Megan Frank says the students surveyed the residents to learn more about the type of support they were seeking. While most of the Channing House and Sequoia Living residents speak English and have access to video conferencing, the Hillcrest Garden community is a diverse population of mono-lingual speakers of Spanish, Mandarin and Tagalog and primarily have access to audio communications. SAGE students quickly adapted by having the surveys translated in several languages for the Hillcrest Garden residents and provided one presentation in Spanish.  Survey results for both groups identified several areas of interest; from reducing anxiety to mood improvement and problems with sleeping. Some residents were referred to PAU’s e-Clinic where they could receive one-on-one counseling. The remaining are participating in group presentations via ZOOM or telephone.

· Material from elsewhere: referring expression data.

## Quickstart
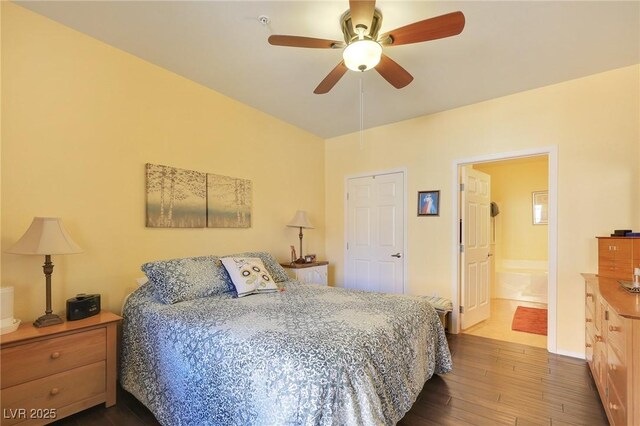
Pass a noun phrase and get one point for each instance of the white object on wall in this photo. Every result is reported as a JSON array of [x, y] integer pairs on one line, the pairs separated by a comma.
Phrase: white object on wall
[[8, 323]]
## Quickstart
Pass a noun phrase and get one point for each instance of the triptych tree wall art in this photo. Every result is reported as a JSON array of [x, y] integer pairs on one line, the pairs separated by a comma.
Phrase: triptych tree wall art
[[180, 198]]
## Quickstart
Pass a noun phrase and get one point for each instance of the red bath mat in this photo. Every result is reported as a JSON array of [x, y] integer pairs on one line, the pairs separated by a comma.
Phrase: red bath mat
[[530, 320]]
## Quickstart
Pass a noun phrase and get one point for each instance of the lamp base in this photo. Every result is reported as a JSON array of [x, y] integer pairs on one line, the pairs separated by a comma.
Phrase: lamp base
[[47, 320]]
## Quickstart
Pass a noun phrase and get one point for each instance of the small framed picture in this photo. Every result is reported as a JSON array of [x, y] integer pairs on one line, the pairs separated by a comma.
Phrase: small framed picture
[[539, 206], [429, 203]]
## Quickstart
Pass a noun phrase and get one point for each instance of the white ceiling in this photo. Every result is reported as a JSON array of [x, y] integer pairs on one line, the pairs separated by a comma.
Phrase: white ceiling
[[506, 47]]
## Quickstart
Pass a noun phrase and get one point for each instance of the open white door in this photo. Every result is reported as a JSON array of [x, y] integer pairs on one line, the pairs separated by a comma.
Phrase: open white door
[[375, 233], [475, 288]]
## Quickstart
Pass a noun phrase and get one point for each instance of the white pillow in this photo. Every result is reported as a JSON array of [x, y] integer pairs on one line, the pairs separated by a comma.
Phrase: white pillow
[[249, 275]]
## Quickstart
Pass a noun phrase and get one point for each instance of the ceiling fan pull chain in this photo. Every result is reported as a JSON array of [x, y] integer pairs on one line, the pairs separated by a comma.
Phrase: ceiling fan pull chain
[[361, 115]]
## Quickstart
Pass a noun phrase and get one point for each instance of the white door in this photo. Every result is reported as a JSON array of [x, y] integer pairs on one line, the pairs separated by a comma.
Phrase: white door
[[375, 233], [475, 288]]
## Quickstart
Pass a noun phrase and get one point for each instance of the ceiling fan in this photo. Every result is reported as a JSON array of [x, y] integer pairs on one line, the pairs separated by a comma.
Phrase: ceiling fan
[[363, 46]]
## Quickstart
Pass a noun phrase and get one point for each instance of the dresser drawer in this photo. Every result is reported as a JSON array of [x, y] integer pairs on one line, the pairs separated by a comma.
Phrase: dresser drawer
[[590, 299], [56, 391], [619, 269], [616, 408], [606, 249], [617, 376], [617, 334], [38, 359]]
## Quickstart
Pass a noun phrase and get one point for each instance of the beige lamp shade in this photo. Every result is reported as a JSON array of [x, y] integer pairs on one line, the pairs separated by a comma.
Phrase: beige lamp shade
[[45, 236], [300, 220]]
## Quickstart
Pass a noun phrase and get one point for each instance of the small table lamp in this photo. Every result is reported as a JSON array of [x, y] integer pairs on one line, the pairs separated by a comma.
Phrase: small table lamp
[[46, 236], [300, 220]]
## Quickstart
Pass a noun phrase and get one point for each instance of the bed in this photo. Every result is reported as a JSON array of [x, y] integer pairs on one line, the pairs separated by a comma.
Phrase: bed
[[304, 354]]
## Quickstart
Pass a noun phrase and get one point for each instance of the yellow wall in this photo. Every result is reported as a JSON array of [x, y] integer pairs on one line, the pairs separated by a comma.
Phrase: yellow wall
[[594, 123], [80, 120], [512, 184]]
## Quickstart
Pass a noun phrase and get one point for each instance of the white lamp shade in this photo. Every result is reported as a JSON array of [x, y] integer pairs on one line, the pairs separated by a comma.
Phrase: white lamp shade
[[300, 220], [46, 235], [362, 55]]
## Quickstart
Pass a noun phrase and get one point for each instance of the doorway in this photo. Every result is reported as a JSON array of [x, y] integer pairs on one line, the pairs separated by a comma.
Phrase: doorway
[[530, 258], [375, 229]]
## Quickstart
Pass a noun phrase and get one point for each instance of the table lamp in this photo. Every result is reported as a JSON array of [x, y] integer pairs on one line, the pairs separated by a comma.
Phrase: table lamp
[[46, 236], [300, 220]]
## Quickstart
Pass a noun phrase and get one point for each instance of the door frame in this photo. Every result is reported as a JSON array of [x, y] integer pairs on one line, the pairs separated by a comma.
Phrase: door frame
[[552, 231], [405, 255]]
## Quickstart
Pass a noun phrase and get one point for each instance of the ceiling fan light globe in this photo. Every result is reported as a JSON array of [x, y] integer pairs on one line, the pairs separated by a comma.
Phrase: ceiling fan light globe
[[362, 55]]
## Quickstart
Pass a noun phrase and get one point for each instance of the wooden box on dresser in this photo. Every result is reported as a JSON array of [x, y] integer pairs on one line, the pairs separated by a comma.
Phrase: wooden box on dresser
[[51, 372], [308, 273], [612, 337]]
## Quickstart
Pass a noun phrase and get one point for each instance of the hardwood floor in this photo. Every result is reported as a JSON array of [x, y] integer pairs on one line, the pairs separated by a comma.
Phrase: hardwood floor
[[492, 382]]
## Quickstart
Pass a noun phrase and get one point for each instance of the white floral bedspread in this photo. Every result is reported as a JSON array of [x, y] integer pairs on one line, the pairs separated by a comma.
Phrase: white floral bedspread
[[309, 355]]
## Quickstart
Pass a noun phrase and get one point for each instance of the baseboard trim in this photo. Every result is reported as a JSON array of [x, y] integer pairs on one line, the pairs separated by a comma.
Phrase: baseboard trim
[[570, 354]]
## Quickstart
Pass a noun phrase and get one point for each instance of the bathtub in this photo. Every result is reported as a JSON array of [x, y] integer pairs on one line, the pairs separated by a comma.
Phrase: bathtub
[[521, 280]]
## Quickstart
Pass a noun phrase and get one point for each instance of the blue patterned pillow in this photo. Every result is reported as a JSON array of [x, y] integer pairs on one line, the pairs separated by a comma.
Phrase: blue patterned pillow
[[273, 267], [177, 280], [249, 275]]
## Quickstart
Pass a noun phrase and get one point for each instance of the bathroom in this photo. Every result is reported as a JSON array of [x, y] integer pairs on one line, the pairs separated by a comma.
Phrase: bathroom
[[518, 246]]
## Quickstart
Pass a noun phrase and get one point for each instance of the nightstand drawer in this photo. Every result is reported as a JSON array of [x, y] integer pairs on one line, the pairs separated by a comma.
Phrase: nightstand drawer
[[56, 391], [42, 358]]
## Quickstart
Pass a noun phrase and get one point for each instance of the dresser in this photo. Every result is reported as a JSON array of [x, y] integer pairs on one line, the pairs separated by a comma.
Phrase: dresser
[[308, 273], [612, 347], [617, 256], [51, 372]]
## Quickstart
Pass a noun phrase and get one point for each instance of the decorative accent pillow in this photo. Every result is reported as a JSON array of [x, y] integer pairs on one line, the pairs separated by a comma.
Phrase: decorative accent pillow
[[273, 267], [177, 280], [249, 275]]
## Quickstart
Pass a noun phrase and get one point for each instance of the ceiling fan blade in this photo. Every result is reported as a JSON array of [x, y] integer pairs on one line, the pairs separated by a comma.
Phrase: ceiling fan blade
[[297, 41], [430, 29], [397, 76], [331, 79], [362, 13]]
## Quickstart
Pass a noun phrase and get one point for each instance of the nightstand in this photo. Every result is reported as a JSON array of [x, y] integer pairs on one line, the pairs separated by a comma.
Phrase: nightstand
[[51, 372], [308, 273]]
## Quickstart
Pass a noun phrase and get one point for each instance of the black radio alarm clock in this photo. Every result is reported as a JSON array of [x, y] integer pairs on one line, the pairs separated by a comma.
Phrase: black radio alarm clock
[[83, 306]]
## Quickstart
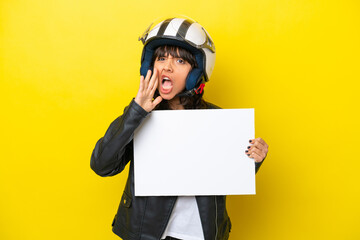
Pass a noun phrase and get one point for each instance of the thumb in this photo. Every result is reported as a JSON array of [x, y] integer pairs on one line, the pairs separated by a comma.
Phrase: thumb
[[157, 100]]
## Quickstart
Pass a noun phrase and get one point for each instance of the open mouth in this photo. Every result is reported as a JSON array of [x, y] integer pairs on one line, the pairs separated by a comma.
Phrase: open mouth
[[166, 84]]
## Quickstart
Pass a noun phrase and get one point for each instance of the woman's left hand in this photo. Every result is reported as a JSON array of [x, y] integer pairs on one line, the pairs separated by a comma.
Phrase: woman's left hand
[[258, 150]]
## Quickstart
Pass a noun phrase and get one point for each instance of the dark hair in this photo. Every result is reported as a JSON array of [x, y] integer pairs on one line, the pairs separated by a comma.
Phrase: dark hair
[[194, 102]]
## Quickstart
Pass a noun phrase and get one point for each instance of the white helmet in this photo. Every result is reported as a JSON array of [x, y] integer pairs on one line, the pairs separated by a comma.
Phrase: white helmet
[[188, 34]]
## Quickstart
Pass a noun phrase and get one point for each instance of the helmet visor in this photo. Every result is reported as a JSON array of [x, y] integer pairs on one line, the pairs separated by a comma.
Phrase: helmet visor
[[180, 28]]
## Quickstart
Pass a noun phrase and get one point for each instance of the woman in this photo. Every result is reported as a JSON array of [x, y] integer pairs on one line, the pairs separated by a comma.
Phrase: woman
[[181, 55]]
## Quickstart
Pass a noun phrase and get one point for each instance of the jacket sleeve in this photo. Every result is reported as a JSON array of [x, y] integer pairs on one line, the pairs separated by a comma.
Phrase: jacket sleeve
[[113, 151]]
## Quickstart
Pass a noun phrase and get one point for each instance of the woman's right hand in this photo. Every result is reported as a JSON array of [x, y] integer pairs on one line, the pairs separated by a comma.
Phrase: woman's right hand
[[146, 92]]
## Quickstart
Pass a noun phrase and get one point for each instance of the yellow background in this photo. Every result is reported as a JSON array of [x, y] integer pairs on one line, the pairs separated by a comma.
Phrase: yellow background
[[68, 68]]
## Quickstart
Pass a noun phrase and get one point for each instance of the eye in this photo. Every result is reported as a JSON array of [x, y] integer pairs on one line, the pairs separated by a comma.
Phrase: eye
[[181, 61]]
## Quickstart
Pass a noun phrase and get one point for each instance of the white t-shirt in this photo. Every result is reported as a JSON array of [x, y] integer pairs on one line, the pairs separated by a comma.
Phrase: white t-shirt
[[184, 222]]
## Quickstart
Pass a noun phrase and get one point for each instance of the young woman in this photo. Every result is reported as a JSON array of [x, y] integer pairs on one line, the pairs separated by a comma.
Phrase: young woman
[[177, 60]]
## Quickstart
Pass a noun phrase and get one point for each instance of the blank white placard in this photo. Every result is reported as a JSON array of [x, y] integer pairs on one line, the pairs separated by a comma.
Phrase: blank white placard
[[194, 152]]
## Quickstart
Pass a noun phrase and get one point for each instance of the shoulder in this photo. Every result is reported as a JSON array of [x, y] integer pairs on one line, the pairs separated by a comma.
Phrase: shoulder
[[211, 106]]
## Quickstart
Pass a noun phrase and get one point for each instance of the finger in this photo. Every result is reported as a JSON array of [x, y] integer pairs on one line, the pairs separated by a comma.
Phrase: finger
[[157, 101], [260, 140], [153, 80], [260, 147], [152, 92], [257, 155], [147, 78], [257, 143], [257, 158], [141, 87]]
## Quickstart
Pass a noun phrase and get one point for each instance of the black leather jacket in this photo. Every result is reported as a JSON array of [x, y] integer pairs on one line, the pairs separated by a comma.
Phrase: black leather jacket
[[146, 217]]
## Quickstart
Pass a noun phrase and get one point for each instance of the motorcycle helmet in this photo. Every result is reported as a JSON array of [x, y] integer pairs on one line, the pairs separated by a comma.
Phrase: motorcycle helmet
[[185, 33]]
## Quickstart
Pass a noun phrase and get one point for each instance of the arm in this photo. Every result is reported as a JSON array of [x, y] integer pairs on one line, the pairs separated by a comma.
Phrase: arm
[[113, 151]]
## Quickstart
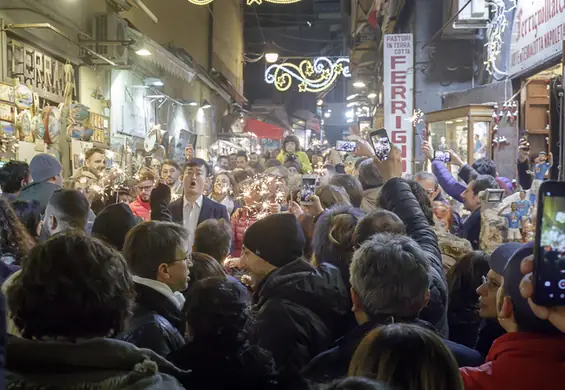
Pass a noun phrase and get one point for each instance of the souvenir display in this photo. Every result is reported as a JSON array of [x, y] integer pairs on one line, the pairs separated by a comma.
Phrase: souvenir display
[[51, 119], [24, 97], [7, 93]]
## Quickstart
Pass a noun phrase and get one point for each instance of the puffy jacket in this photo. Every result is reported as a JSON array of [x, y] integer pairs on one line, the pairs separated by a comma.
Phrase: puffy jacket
[[302, 159], [94, 364], [520, 361], [334, 363], [239, 226], [156, 324], [141, 209], [300, 311], [397, 197], [370, 198]]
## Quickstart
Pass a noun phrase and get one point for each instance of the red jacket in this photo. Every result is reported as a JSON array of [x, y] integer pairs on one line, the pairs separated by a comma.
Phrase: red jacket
[[239, 225], [520, 361], [141, 209]]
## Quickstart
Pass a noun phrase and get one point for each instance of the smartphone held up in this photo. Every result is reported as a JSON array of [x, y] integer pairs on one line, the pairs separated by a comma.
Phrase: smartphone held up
[[308, 188], [549, 248]]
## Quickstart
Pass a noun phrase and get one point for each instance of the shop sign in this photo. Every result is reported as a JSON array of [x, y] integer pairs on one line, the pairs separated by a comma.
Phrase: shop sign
[[399, 93], [539, 30], [43, 73]]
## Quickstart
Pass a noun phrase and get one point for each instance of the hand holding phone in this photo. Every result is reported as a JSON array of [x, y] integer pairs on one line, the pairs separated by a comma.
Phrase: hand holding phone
[[308, 188], [549, 248], [443, 156], [346, 146]]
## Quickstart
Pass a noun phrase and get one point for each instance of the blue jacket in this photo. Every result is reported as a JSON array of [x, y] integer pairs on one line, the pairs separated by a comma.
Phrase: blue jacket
[[334, 363]]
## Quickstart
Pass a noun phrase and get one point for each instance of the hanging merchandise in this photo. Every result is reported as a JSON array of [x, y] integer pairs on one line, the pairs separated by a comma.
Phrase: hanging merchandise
[[51, 120], [79, 122]]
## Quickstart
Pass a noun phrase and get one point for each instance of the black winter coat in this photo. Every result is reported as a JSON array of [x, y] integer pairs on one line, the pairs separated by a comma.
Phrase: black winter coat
[[397, 197], [157, 324], [300, 310], [334, 363]]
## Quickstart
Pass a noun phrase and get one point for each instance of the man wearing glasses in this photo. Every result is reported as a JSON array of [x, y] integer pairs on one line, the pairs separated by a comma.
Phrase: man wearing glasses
[[145, 184], [159, 258]]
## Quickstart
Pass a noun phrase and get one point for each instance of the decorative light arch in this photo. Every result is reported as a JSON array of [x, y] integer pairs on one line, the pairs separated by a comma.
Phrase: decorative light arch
[[249, 2], [313, 76]]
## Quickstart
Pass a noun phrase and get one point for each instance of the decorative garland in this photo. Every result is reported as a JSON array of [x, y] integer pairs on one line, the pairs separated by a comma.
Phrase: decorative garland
[[313, 76]]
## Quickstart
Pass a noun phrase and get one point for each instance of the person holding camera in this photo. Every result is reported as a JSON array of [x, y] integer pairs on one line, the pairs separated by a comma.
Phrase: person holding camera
[[291, 151]]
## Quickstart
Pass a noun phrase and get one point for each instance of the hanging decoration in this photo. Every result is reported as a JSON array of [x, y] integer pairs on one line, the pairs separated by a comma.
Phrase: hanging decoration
[[495, 33], [249, 2], [312, 76]]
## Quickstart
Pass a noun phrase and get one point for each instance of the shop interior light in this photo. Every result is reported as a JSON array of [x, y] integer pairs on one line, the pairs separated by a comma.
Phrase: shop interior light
[[154, 82], [143, 52]]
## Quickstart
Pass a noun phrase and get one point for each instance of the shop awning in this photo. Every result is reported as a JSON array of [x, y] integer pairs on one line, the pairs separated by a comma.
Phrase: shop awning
[[264, 129], [162, 57]]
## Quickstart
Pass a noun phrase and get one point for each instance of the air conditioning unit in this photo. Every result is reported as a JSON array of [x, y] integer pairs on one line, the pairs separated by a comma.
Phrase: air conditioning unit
[[110, 27], [473, 16], [120, 5]]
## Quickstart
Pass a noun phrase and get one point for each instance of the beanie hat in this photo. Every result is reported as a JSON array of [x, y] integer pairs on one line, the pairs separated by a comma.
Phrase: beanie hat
[[278, 239], [113, 223], [43, 167]]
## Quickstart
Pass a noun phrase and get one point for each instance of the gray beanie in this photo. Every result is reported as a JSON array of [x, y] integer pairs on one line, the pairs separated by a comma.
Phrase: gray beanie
[[43, 167]]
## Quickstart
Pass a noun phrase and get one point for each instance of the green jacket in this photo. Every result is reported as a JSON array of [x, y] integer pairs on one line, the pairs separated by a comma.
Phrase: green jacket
[[302, 159]]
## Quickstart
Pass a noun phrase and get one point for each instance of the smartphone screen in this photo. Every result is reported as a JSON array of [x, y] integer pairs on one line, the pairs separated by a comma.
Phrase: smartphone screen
[[549, 270], [442, 156], [381, 144], [308, 188], [345, 146]]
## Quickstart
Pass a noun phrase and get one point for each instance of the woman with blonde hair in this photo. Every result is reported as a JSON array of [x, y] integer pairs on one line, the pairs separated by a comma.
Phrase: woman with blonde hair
[[406, 357]]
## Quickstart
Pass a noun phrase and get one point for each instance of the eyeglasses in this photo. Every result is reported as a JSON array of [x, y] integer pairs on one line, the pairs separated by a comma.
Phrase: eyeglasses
[[187, 258]]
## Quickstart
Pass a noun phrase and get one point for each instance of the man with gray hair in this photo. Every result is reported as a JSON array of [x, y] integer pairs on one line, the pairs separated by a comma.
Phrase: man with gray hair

Tom Barrett, the resident services coordinator at Hillcrest Gardens said that many of his residents sought out help with “grieving” because several longtime dwellers had recently passed away and it was difficult for the community to grieve together during this prolonged isolation period. “They missed their fellow residents and needed help in grieving their loss,” said Barrett.
 
Megan Frank noted that “the Covid-19 pandemic erased so many of the plans I had for the academic year, especially in terms of receiving necessary clinical experience. However, serving as the president of SAGE has presented  me with new opportunities to work with older adults, provide clinical counselling and make a difference in their lives as they face the challenges of isolation.”
 
“The overall benefit to the residents at Channing House is that both the residents and the staff have more resources to lean on,” says social worker Elizabeth Schmidt who coordinates the program with SAGE, “It has been a very long period of isolation with no visitors. They now have a forum in which to discuss their mental well-being,” said Schmidt. “Both the staff and the residents are very grateful to these Palo Alto University students. We’ve seen people participate in the discussions who typically don’t attend these group activities.  It gives our community peace of mind.”